# B. B. Warfield on the Finneyite priesthood of evangelists



## Reformed Covenanter (Mar 5, 2020)

It is a sufficiently odd doctrine which he [Charles G. Finney] here enunciates, a kind of new Lutheranism with the evangelist substituted for the Word. The Holy Ghost is represented, not, as in the Reformed doctrine, as accompanying the word preached _extrinsecus accedens_—“the Lord opened Lydia’s heart,” “Paul may plant and Apollos water, the Lord gives the increase”; and not as in the Lutheran doctrine as intrinsic in the Word spoken, acting out from the Word on the heart of the hearer; but as intrinsic in the evangelist speaking.
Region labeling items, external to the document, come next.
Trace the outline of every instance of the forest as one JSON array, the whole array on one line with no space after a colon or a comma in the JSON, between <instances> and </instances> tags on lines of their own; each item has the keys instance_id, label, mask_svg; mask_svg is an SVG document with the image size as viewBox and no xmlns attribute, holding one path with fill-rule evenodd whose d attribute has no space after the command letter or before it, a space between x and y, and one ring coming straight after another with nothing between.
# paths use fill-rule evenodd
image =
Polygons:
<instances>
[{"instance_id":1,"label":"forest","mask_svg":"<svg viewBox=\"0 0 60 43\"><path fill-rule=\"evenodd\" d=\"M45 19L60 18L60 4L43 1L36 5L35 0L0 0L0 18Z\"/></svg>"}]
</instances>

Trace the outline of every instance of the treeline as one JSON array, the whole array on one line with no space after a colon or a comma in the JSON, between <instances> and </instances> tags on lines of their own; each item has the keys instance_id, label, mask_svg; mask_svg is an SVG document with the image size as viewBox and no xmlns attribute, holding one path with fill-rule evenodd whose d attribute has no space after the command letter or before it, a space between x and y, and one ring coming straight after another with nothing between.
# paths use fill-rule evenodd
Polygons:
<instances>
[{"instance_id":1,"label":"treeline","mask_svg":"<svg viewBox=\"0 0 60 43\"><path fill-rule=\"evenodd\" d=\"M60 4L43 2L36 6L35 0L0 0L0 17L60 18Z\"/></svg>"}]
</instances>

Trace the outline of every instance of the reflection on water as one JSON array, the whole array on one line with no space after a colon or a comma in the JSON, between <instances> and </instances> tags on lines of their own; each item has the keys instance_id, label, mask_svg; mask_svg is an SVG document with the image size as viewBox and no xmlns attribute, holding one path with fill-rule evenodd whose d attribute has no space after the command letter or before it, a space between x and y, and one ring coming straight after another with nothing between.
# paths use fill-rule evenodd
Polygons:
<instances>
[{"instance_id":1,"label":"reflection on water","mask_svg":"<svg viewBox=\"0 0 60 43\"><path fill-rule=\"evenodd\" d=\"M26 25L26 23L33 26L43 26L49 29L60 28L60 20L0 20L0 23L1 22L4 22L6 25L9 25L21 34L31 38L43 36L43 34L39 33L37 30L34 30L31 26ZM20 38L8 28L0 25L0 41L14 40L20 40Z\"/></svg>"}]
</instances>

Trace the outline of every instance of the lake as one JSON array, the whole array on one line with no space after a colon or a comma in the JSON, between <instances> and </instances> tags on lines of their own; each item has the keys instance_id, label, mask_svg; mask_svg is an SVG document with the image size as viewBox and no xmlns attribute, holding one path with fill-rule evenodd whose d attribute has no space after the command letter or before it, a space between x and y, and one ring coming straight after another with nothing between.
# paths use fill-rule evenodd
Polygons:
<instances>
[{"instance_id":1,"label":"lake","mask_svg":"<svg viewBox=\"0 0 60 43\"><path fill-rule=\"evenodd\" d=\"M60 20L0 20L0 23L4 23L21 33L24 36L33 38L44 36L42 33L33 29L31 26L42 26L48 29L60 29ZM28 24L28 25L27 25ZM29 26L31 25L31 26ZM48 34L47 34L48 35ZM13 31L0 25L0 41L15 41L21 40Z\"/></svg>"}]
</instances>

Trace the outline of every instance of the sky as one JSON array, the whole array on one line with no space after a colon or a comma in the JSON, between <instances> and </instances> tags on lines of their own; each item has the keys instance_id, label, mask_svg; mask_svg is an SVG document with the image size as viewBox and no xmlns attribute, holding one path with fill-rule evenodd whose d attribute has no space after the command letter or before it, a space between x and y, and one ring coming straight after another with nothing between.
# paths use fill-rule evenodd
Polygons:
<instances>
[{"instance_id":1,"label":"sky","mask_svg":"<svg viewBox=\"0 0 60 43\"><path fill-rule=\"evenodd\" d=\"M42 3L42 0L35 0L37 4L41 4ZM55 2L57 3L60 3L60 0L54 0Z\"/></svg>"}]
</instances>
By a mere gaze, without a word spoken, Finney says he reduced a whole room-full of factory girls to hysteria. ...

For more, see B. B. Warfield on the Finneyite priesthood of evangelists.

Reactions: Like 3


----------



## Pergamum (Mar 6, 2020)

Maybe the factory girls were hysterical with laughter over his silly beard and crazy eyes.

Reactions: Funny 2


----------



## Stephen L Smith (Mar 6, 2020)

Warfield is right to say Finney substitutes the Word for the cleverness of the preacher. I grew up in a Finney style evangelistic church method. It was reading Martyn Lloyd-Jones which helped me see the error of this.

Although Wesley and Finney were both Arminians there was an important difference. Wesley had a conviction about the Spirit's saving power similar to a Reformed position. Finney on the other hand substituted means for the work of the Spirit, hence the idea of the alter call. It seems to me that Finney took Arminianism to its logical, and dangerous, conclusion.


----------